III. Monogamy in Ancient Egypt.
In the ancient empires of central America the position of the wife was very subordinate;—this is an ordinary fact in barbarous countries. But in this respect, a singular exception seems to have existed in ancient Egypt, which nevertheless offers so many analogies to ancient Peru. This anomaly must be described with some details, because the believers in a prehistoric gynecocracy complacently rely on it to support their theory.
The general assertions of the writers of antiquity on this point have been confirmed by the demotic deeds recently deciphered. I shall briefly quote both.
Let us listen first to Herodotus on the subject of Egyptian women: “They have established laws and customs opposite, for the most part, to those of the rest of mankind. With them the women go to market and traffic; the men stay at home and weave.... The men carry burdens on the head, the women on the shoulders.... The boys are never forced to maintain their parents unless they wish to do so; the girls are obliged to, even if they do not wish it.”[1] From this last rule it is already logical to infer that the women possessed and inherited property, which is not ordinary in primitive monarchies. Herodotus adds that “no woman performs sacerdotal duties towards a divinity of either sex; the priests of all the divinities are men.”[515] In a country so profoundly religious this interdict clearly proves that in public opinion, at least, the woman was held to be an inferior being. Besides, polygamy was permitted in Egypt, which suffices of itself to exclude the idea of feminine domination in the family. However, Herodotus relates that many Egyptians, especially “those that dwelt on the marshes,” have, like the Greeks, adopted monogamy.[516]

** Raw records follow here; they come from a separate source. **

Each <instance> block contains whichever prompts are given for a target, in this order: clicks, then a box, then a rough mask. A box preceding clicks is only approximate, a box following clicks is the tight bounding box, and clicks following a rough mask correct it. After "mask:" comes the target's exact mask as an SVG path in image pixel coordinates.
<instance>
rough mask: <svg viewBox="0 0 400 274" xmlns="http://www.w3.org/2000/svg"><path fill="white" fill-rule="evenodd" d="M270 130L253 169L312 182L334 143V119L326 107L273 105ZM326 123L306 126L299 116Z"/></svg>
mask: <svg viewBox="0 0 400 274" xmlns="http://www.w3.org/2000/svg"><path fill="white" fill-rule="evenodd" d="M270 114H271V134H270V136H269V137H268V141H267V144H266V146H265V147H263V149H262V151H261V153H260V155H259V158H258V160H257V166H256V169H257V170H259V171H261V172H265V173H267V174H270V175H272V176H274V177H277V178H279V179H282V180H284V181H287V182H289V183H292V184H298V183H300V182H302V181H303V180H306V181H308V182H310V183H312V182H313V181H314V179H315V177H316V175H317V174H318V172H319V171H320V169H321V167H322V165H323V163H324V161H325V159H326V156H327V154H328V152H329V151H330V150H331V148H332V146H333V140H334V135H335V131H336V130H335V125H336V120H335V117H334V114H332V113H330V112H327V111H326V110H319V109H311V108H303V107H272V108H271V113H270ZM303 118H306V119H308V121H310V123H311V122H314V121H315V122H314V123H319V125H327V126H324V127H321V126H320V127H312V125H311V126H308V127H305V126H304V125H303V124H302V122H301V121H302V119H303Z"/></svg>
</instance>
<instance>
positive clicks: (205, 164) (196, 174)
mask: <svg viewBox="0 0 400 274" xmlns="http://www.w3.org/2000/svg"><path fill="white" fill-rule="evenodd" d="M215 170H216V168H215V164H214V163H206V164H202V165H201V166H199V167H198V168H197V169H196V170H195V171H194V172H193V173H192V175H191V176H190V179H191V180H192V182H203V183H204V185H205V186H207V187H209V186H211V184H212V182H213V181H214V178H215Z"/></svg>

Diodorus goes further than Herodotus. He affirms that in the Egyptian family it is the man who is subjected to the woman: “Contrary to the received usage of other nations, the laws permit the Egyptians to marry their sisters, after the example of Osiris and Isis. The latter, in fact, having cohabited with her brother Osiris, swore, after his death, never to suffer the approach of any man, pursued the murderer, governed according to the laws, and loaded men with benefits. All this explains why the queen receives more power and respect than the king, and why, among private individuals, the woman rules over the man, and that it is stipulated between married couples, by the terms of the dowry-contract, that the man shall obey the woman.”[517]